The bad girl of figure skating has a new name - hero.
Tonya Harding used mouth-to-mouth resuscitation to help revive an 81-year-old woman who collapsed at a bar while playing video poker."I wouldn't be here if it wasn't for her," Alice Olson told KOIN-TV. "She saved my life."
The deposed U.S. figure skating champion, reviled for her role in the 1994 attack on rival Nancy Kerrigan, came upon Olson after stopping Sunday at the Lost and Found Saloon for a quick game of video poker.
"It was very, very scary," Harding told The Associated Press. "I kept my calm and cool and knew what I was doing. I had to do this. I thank God that I was there. Nobody else in the bar knew what to do. This lady was literally dead for probably two minutes."
Well, not really. Olson, who suffers from heart problems and diabetes, would have come to on her own and wasn't in any immediate danger, said hospital officials, adding, however, that Harding still did the right thing. Olson was released from the hospital on Monday.
Harding and her godmother, Linda Lewis, had just arrived at the bar when Olson tumbled from her stool onto the floor.
While Lewis started to give CPR, Harding called 911 on her cellular phone, then took over for Lewis.
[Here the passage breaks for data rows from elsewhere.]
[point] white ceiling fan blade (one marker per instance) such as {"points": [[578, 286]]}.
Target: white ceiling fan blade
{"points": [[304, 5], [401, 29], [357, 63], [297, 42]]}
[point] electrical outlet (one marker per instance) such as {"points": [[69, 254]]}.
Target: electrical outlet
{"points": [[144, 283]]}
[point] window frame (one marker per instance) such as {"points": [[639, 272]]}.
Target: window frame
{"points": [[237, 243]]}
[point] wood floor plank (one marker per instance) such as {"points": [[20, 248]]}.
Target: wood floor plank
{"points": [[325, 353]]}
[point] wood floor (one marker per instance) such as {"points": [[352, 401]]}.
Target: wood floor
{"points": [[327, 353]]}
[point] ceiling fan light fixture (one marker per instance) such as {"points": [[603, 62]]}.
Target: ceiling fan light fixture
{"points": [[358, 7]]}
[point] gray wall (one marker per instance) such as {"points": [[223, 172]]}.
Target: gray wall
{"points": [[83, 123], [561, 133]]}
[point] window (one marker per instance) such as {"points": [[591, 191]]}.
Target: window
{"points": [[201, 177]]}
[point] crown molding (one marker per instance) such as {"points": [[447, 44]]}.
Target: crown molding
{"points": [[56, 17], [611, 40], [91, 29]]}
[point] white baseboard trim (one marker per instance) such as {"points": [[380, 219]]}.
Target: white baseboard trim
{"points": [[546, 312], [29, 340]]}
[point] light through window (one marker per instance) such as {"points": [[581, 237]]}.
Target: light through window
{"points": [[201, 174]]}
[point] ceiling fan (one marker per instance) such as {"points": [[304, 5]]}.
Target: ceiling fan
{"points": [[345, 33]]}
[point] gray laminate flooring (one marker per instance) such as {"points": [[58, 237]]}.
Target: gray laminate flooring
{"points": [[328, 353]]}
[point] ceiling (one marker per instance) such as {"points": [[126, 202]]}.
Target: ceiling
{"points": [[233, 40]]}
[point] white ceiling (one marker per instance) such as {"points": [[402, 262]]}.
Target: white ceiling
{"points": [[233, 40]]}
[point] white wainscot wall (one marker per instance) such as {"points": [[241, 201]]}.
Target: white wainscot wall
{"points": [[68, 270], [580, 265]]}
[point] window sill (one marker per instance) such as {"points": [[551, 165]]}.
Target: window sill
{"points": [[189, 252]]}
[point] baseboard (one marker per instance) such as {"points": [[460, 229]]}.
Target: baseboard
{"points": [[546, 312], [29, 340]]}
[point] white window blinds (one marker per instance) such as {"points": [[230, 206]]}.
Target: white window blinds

Harding said she remembered mouth-to-mouth resuscitation from a class she took in school.
Saloon owner Kim Ip confirmed Harding's version of events.
"The lady came to in a couple of minutes," Ip said. "I'm grateful that Tonya was here."
Harding comforted the woman until paramedics arrived, Ip said.
"Once we got her back and I had her head in one hand and her hand in the other and was talking to her and trying to make her smile," Harding said. "I said, `So, have you ever been kissed by a woman before?' She said she hadn't and I said, `Well, I guess there's a first time for everything.' "
Harding worked with the elderly in the Meals on Wheels program as part of her probation for pleading guilty to conspiracy to hinder prosecution in the assault on Kerrigan, Harding's chief rival for the U.S. figure skating title. Harding was eventually banned from the sport for life.